Par ailleurs, il ressort des pièces versées qu'il avait conservé un domicile en France, à [Localité 3], où vivait sa mère, mais aussi, à une autre adresse, où vivait Mme [Y] [T]; M.[T] était ainsi affilié à la CNAF de l'Oise pour les prestations familiales et au RSI (professions libérales) pour la maladie-maternité et ceci, sans interruption depuis 2007 et 2010 jusqu'en 2015-2016: voir contrat de travail de 2012, relevé informatique de l'Urssaf de 2015 et relevé de la CFE adressé à [Y] [T] en 2016.
La société intimée ne s'est pas expliquée sur cette situation.
La Cour considère, compte tenu de ces pièces, que le choix de M.[T] de vivre en Mauritanie, même s'il était affilié au régime local et au régime de la CFE, était un choix personnel, mais que sa qualité d'expatrié en 2013 n'est pas établie. Les salaires versés par la société BBM devaient être soumis à cotisations sociales en France.
Pour ce qui concerne M.[R], il s'agissait d'un commercial embauché par CDD renouvelable de janvier à juin 2013, dont il a été dit qu'il se consacrait au secteur asiatique et vivait à l'hôtel: l'Urssaf a relevé qu'il était resté domicilié en France, à [Localité 4], et il n'a été justifié ni d'une activité réelle à l'étranger, ni d'une immatriculation dans un régime de sécurité sociale autre que la CFE (et jusqu'en juillet 2013 seulement), ce qui ne suffit pas à justifier de la qualité d'expatrié.
Les salaires versés par la société BBM devaient être soumis à cotisations sociales en France.

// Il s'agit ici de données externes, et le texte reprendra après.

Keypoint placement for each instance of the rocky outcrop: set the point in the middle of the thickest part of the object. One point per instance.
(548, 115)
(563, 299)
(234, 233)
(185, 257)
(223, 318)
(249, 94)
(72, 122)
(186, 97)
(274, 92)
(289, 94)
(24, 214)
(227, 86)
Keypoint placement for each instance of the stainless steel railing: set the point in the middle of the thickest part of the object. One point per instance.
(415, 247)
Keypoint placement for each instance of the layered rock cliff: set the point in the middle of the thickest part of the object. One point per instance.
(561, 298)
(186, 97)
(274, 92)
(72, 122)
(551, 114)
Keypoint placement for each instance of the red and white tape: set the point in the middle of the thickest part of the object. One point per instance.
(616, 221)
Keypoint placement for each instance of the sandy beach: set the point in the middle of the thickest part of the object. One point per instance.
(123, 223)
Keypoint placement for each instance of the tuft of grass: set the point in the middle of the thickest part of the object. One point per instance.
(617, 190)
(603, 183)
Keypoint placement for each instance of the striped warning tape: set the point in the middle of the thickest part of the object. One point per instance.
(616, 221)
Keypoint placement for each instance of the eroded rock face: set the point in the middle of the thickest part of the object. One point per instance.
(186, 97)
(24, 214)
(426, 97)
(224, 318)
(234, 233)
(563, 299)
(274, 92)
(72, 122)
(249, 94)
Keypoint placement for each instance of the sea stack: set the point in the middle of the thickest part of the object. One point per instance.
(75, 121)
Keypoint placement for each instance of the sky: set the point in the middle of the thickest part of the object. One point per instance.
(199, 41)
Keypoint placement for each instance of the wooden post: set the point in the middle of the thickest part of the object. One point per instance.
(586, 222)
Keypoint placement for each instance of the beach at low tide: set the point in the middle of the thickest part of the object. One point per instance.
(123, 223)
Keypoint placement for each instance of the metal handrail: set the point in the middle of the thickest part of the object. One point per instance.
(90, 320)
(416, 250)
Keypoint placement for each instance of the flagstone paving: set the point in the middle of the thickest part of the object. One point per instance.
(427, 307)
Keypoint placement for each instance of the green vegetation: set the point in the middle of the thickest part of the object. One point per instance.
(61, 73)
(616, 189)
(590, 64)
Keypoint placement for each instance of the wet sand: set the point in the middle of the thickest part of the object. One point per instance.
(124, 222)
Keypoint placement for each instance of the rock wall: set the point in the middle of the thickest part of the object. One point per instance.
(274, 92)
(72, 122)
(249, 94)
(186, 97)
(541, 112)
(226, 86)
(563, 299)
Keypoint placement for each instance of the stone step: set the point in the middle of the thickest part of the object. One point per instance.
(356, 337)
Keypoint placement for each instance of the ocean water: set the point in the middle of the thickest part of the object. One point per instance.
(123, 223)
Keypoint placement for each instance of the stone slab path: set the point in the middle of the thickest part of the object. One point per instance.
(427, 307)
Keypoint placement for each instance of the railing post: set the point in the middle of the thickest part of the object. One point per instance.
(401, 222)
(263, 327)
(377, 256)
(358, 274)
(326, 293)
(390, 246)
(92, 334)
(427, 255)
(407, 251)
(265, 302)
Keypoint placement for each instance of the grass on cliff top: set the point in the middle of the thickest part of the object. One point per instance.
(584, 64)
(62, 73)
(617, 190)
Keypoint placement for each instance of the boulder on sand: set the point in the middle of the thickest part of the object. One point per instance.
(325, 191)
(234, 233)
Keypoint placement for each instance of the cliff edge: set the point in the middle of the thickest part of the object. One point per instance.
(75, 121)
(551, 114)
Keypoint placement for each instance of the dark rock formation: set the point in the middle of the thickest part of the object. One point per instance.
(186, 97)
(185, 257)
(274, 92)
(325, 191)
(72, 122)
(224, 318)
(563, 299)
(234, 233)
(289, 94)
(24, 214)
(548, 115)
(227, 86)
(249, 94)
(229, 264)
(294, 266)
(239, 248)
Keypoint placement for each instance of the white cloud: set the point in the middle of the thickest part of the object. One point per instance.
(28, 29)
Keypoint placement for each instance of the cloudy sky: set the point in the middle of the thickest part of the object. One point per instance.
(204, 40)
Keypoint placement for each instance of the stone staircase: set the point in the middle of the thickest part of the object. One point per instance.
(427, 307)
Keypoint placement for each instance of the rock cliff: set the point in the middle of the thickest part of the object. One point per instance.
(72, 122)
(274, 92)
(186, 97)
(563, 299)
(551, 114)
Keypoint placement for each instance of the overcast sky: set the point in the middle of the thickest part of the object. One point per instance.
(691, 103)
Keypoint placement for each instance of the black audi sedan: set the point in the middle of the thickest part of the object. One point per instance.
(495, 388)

En conséquence, la Cour valide le 2ème point du redressement et infirme le jugement déféré.
PAR CES MOTIFS
La Cour statuant par arrêt contradictoire,
Ecarte les pièces 51, 52 et 53 de l'intimée,
Confirme le jugement du tribunal des affaires de sécurité sociale des Alpes de Haute Provence du 20 avril 2016 en ce qu'il a rejeté les demandes de remise des majorations de retard et de délais de paiement présentées par la Sarl Bohémian Bazar Manufacture,
L'infirme pour le surplus,
Et statuant à nouveau :
Valide le 2ème point du redressement,
Condamne la Sarl Bohémian Bazar Manufacture à payer à l'URSSAF la somme de 87 609 euros au titre du redressement, majorations de retard incluses,
Déboute l'intimée de ses demandes,
Condamne la Sarl Bohémian Bazar Manufacture à payer à l'URSSAF la somme de 3 000 euros au titre de l'article 700 du code de procédure civile.